Nous avons dit, et nous ne saurions trop redire, que la Russie n’intervient pas dans les affaires d’Autriche avec l’ardeur militaire que l’on est porté à lui supposer sur sa réputation de colosse. Depuis plusieurs mois, l’intervention nous est annoncée chaque matin comme un fait accompli. Si l’on en croyait les récits de certaines feuilles, deux cent mille hommes auraient, de compte fait, débouché par les défilés les plus étroits et les plus abrupts des Karpathes, suivis d’on ne sait quel nombre de bouches à feu. Comme bien on pense, les Magyars n’auraient pas manqué de s’y trouver par des marches fabuleuses et des prodiges d’ubiquité ; les Russes auraient été partout culbutés, écrasés, au point qu’il n’en resterait nulle trace.
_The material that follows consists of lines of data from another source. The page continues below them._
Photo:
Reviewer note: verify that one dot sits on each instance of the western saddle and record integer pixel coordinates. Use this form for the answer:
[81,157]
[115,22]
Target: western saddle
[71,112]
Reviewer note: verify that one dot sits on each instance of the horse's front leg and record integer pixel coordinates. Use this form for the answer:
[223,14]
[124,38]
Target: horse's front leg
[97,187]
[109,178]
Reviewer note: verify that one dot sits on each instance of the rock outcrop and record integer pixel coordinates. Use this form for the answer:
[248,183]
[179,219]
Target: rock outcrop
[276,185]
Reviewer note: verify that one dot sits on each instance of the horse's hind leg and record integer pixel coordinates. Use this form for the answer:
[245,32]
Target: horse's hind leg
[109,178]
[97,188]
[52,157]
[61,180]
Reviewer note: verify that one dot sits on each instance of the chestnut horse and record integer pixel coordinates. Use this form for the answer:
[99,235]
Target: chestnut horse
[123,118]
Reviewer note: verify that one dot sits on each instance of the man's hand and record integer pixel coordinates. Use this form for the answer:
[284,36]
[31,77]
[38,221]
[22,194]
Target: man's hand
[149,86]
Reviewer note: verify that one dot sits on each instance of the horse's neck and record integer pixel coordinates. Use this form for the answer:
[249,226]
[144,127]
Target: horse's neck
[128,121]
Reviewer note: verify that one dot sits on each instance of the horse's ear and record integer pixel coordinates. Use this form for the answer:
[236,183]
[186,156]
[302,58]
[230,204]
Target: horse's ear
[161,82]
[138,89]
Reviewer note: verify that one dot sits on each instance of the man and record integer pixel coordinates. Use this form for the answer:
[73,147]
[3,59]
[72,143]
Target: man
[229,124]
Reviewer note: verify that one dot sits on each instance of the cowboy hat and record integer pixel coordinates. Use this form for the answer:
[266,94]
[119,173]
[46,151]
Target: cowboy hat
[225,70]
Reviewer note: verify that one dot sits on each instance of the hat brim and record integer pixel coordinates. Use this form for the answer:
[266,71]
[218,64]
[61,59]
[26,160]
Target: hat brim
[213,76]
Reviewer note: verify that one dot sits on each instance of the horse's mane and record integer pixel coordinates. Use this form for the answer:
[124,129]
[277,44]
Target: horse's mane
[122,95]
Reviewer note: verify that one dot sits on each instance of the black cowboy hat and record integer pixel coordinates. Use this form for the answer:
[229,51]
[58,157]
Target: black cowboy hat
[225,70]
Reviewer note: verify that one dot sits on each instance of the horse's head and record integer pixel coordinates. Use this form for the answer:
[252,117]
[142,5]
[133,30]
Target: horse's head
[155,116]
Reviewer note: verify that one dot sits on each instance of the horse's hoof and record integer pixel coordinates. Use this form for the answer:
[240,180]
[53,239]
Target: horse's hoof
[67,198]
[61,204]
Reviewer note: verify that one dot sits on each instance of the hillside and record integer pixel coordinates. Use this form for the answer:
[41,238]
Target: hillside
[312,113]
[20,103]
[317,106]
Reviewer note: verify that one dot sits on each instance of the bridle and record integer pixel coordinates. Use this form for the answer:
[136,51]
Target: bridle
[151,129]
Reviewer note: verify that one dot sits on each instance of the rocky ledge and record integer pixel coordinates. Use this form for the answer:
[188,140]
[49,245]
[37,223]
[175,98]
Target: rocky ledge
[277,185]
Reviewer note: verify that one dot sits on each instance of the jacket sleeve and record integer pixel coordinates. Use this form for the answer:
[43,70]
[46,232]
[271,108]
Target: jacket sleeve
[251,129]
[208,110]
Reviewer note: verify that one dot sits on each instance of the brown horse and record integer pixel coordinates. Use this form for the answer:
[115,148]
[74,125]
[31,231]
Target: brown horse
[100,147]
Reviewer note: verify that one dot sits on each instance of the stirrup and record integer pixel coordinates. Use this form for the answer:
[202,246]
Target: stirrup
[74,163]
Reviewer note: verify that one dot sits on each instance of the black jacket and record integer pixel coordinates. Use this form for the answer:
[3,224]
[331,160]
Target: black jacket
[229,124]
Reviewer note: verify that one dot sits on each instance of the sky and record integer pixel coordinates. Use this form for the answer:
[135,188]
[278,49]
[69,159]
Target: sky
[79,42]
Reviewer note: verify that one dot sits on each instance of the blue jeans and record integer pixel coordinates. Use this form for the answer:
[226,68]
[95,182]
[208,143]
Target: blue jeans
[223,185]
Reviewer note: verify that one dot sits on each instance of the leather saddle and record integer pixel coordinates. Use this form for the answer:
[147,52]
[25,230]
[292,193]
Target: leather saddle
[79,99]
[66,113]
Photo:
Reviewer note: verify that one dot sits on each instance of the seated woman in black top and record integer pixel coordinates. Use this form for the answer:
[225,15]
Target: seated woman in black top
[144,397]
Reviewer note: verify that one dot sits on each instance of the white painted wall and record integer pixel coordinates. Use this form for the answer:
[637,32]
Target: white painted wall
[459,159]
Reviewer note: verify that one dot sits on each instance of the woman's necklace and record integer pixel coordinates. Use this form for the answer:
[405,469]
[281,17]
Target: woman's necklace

Aussi a-t-on toutes les peines du monde à rencontrer çà et là le drapeau russe sur le territoire hongrois. C’est l’explication que les Magyars se plaisent à donner de la lenteur avec laquelle s’avance l’armée russe. La vérité est que les Russes n’ont point encore livré d’engagement sérieux, qu’à peine se trouvent-ils aujourd’hui en ligne, et qu’ils n’ont point hâte de s’y mettre. Ce n’est pas sans un effort laborieux et pénible que la Russie tire de son sein les cent cinquante mille hommes qui devraient depuis si long-temps camper sur les bords du Danube, et qui n’y arrivent que par petits corps et pour assister les bras croisés à un échec du nouveau général en chef autrichien. Haynau.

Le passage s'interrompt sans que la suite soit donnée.